Java AbstractQueuedSynchronizer笔记

AbstractQueuedSynchronizer使用CLH节点构建双向链表。在head获得锁、释放锁。在tail加入等待队列。AQS支持共享锁、独占锁、条件队列。为了解决并发释放共享锁,增加了PROPAGATE状态。

AbstractQueuedSynchronizer是JUC包的基础,解决了同步器的细节问题(同步状态、FIFO队列),ReentrantLock、Semaphore、CountDownLatch等类都使用了AQS。

CLH lock

      +------+  prev +------+  prev +------+
      |      | <---- |      | <---- |      |  
 head | Node |  next | Node |  next | Node |  tail
      |      | ----> |      | ----> |      |  
      +------+       +------+       +------+

CLH锁通常用于自旋锁。AQS使用CLH的变种作为同步器。CLH节点数据结构如下。

static final class Node {
    /** Marker to indicate a node is waiting in shared mode */
    static final Node SHARED = new Node();
    /** Marker to indicate a node is waiting in exclusive mode */
    static final Node EXCLUSIVE = null;
    
    /** waitStatus value to indicate thread has cancelled */
    static final int CANCELLED =  1;
    /** waitStatus value to indicate successor's thread needs unparking */
    static final int SIGNAL    = -1;
    /** waitStatus value to indicate thread is waiting on condition */
    static final int CONDITION = -2;
    /**
     * waitStatus value to indicate the next acquireShared should
     * unconditionally propagate
     */
    static final int PROPAGATE = -3;

    volatile int waitStatus;

    volatile Node prev;
    volatile Node next;

    /**
     * The thread that enqueued this node.  Initialized on
     * construction and nulled out after use.
     */
    volatile Thread thread;
    // 存储condition队列中的后继节点
    Node nextWaiter;
}

waitStatus是节点的状态。

  • SIGNAL:-1。这个节点释放、或者取消的时候,要通过unpark操作通知后继节点。
  • CANCELLED:1。节点由于超时或者中断,因此取消了。
  • CONDITION:-2。这个节点处于条件队列。
  • PROPAGATE:-3。releaseShared操作的时候要传递到其他节点。
  • 0:其他。

对于普通同步节点,waitStatus初始化为0,如果是条件队列节点,则初始化为CONDITION。

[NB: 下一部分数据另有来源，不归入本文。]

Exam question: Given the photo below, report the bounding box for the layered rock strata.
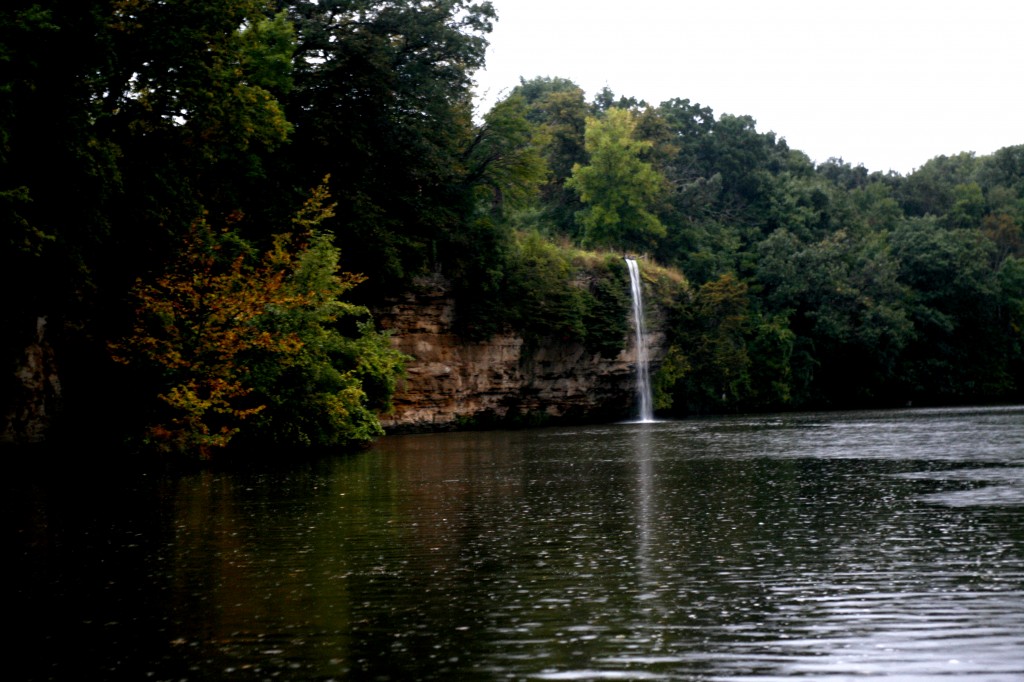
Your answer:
[376,270,663,433]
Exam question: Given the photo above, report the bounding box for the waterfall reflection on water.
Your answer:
[8,408,1024,682]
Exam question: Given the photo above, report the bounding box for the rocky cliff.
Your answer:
[376,276,664,433]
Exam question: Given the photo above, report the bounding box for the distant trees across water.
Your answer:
[0,0,1024,456]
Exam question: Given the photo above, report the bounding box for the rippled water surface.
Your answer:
[7,408,1024,682]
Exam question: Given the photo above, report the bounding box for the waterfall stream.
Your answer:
[626,258,654,422]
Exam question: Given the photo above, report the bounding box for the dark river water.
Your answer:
[5,408,1024,682]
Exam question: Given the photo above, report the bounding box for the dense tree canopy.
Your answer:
[0,0,1024,451]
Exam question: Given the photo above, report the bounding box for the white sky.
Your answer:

AQS是由CLH node构建的双向链表,head、tail分别指向链表的头部、尾部。

clh-lock.png

private transient volatile Node head;
private transient volatile Node tail;

/**
 * The synchronization state.
 */
private volatile int state;

留意state字段,子类使用state字段存储同步状态。

AQS入队

/**
 * Creates and enqueues node for current thread and given mode.
 *
 * @param mode Node.EXCLUSIVE for exclusive, Node.SHARED for shared
 * @return the new node
 */
private Node addWaiter(Node mode) {
    Node node = new Node(Thread.currentThread(), mode);
    // Try the fast path of enq; backup to full enq on failure
    Node pred = tail;
    if (pred != null) {
        node.prev = pred;
        if (compareAndSetTail(pred, node)) {
            pred.next = node;
            return node;
        }
    }
    enq(node);
    return node;
}

入队操作发生在tail:node.prev = pred。这里做了优化,假设入队竞争不大,先尝试检查和更新tail,失败才走完整的enq流程。

enq逻辑如下

private Node enq(final Node node) {
    for (;;) {
        // 入队发生在tail
        Node t = tail;
        if (t == null) { // Must initialize
            // 由于AQS的head、tail节点使用了lazy init方式,
            // 所以要先检查节点是否为null,并做初始化。
            if (compareAndSetHead(new Node()))
                tail = head;
        } else {
            // 设置入队节点的前驱为之前的tail
            // 并且尝试原子化检查和更新tail
            node.prev = t;
            if (compareAndSetTail(t, node)) {
                t.next = node;
                return t;
            }
        }
    }
}

/**
 * CAS head field. Used only by enq.
 */
private final boolean compareAndSetHead(Node update) {
    return unsafe.compareAndSwapObject(this, headOffset, null, update);
}

/**
 * CAS tail field. Used only by enq.
 */
private final boolean compareAndSetTail(Node expect, Node update) {
    return unsafe.compareAndSwapObject(this, tailOffset, expect, update);
}

在一个无限循环中不停检查和重试更新tail,直至入队成功。 底层使用了Unsafe类,直接使用底层硬件提供的原子化操作,这里先不展开。

获取互斥锁

public final void acquire(int arg) {
    if (!tryAcquire(arg) &&
        acquireQueued(addWaiter(Node.EXCLUSIVE), arg))
        selfInterrupt();
}

acquire是互斥方式获取锁,不支持中断。 tryAcquire是模板方法,由子类覆盖(ReentrantLock、Semaphore等)。 当尝试获取锁失败,则使用addWaiter把当前线程添加到CLH队列,并在循环中尝试。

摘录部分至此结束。